We continue to look at this from an emotional standpoint and have not been willing to step back and look at the actual data.  The problem is Norway.  This darn country was late implementing routine use of mammography.  What this has done is created a perfect before and after picture.  And it’s not as rosy as we’ve been led to believe.

 We already know that a big problem is that a large chunk (maybe 1/3) of the “issues” found on mammography would spontaneously go away.  Yes–believe it or not the body can and will rise up and get rid of cancers in the early stages.

In addition, many masses are actually found on breast self-exam which are then later confirmed by mammography, but the mammography did not actually “find” the mass. we know that there is a lot of psychological downsides to a false positive mammography that is later found to not be a tumor.

But this study sheds more light on this issue.  In Norway, when mammography was introduced, breast surgery rates went up a massive 70%!  This is great for the surgeons, but not so much for the poor patients.  Keep in mind that this is NOT accompanied for a comparable lowered risk of breast cancer deaths.  So, more surgeries but not necessarily better outcomes.

The bottom line is that this will remain a controversial and highly emotional topic.  I’m only trying to educate that mammography has serious drawbacks as a means of cancer PREVENTION. 

It is not, and will never be, a preventative measure for breast cancer.  Healthy lifestyle changes are the only means of prevention.  Mammography is merely finding problems early, but does, in no way, shape or form, prevent them.  Until society stops teaching that mammography = prevention, we’re going to have problems.

James Bogash

For more than a decade, Dr. Bogash has stayed current with the medical literature as it relates to physiology, disease prevention and disease management. He uses his knowledge to educate patients, the community and cyberspace on the best way to avoid and / or manage chronic diseases using lifestyle and targeted supplementation.

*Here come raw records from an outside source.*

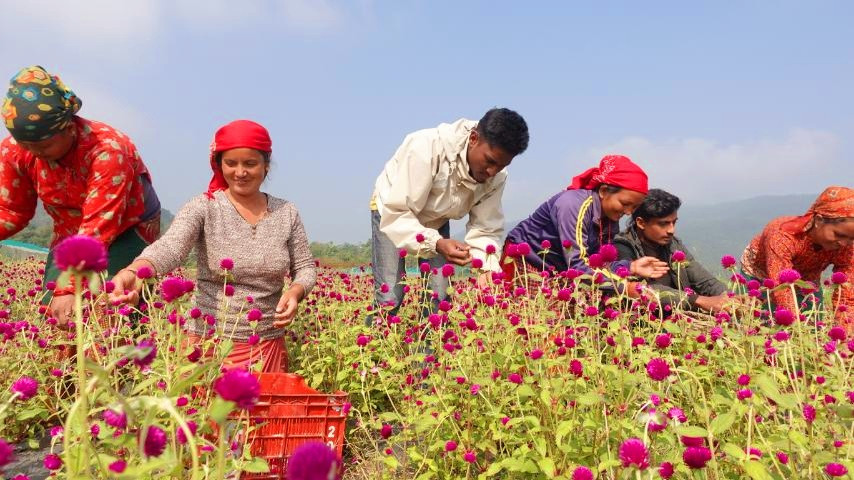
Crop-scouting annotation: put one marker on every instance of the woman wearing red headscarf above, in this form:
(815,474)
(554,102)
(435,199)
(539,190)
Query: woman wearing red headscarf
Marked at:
(244,237)
(810,243)
(575,223)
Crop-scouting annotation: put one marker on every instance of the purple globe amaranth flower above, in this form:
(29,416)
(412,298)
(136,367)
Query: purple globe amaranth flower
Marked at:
(314,461)
(149,357)
(696,457)
(239,386)
(52,462)
(658,369)
(809,413)
(634,452)
(447,270)
(115,419)
(728,261)
(789,276)
(582,473)
(25,387)
(155,441)
(118,466)
(835,470)
(665,470)
(783,317)
(608,253)
(7,453)
(173,288)
(81,253)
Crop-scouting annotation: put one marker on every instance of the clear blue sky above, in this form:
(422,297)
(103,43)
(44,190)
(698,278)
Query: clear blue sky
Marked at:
(717,100)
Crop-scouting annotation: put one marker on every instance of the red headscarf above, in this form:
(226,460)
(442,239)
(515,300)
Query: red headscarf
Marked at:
(615,170)
(237,134)
(834,202)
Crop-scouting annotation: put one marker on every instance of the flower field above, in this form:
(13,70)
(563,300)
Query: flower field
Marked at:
(546,377)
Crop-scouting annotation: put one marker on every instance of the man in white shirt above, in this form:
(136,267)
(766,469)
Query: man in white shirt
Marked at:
(438,174)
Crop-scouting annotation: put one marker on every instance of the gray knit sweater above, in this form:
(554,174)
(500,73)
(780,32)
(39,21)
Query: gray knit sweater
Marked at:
(263,256)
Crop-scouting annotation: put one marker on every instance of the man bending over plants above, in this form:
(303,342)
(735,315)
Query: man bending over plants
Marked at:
(436,175)
(652,232)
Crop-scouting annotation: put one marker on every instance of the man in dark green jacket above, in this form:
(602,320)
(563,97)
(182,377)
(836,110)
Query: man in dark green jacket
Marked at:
(651,232)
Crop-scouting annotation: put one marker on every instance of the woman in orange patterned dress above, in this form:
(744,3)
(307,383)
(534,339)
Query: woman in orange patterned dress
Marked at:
(809,244)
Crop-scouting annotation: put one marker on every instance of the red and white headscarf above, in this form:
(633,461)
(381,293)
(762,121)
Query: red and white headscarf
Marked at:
(237,134)
(617,170)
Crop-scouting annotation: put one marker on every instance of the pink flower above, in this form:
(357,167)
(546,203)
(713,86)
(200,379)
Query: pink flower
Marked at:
(634,452)
(314,461)
(789,276)
(155,441)
(115,419)
(52,462)
(81,253)
(146,344)
(582,473)
(658,369)
(447,270)
(835,470)
(696,457)
(837,333)
(809,413)
(144,273)
(239,386)
(783,317)
(25,387)
(118,466)
(608,253)
(7,453)
(663,340)
(728,261)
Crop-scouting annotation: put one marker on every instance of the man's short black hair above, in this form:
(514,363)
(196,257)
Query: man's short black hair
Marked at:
(505,129)
(657,204)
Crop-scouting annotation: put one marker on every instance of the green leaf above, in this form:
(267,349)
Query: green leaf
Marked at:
(220,409)
(391,462)
(756,470)
(492,470)
(734,451)
(589,399)
(562,430)
(692,431)
(547,465)
(722,422)
(256,465)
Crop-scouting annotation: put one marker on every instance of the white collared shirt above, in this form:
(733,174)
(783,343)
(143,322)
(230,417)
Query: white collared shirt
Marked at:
(427,182)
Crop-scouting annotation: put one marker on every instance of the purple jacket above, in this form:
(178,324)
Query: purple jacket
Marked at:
(555,220)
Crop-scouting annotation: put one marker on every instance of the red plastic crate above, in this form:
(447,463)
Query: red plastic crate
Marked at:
(291,413)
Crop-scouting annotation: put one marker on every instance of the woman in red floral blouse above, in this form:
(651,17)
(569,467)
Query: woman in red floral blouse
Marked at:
(88,176)
(810,243)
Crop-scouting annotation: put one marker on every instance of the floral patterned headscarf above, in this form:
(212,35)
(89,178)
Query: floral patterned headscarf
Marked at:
(38,105)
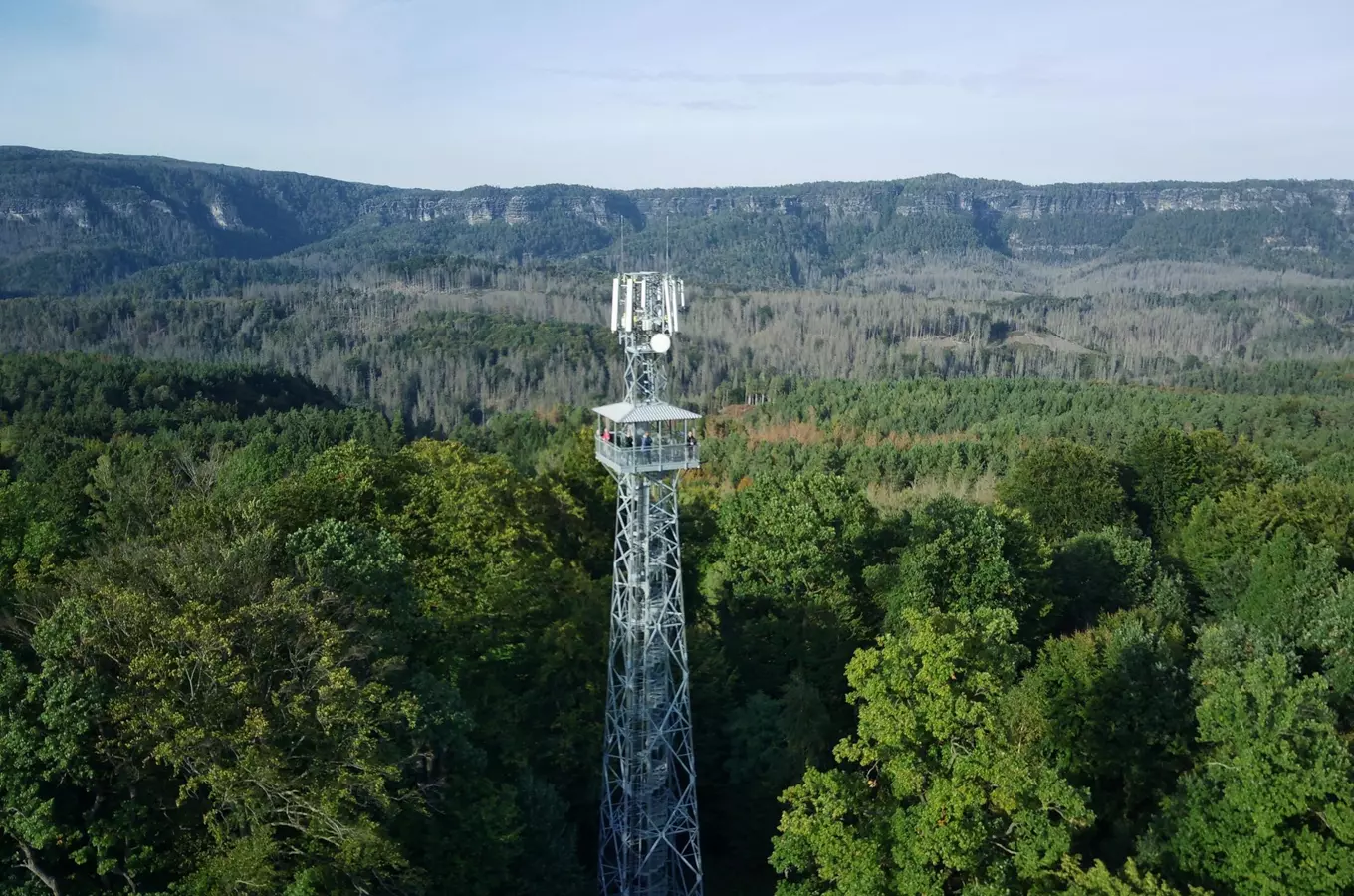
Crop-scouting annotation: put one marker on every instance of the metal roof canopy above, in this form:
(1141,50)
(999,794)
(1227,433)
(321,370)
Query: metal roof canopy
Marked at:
(657,411)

Please note: I reserve the right to delete comments that are offensive or off-topic.


  1. This article starts me thinking: I am scheduled for a mamogram on 11/30, should I, or shouldn’t I? There is no history of breast cancer in my immediate family. I eat pretty healthy (could do more fiber, and I will), but I eat lots of vegetables and fruits and nuts (unsalty) almonds, brazil nuts, sunflower seeds, and walnuts, and I drink coconut water each morning before my daily exercise.

  2. It’s not so much about have or not-have. If you are making smart lifestyle choices, then you are not relying on screening to “prevent” breast cancer. I have no issues with using mammography in this setting. When we promote mammography OVER lifestyle choices, that I have a problem with. If more women made the same lifestyle choices as you, we wouldn’t be having conversations like this–but rather, we’d use the money saved to develop strong blood markers to easily identify women with cancer.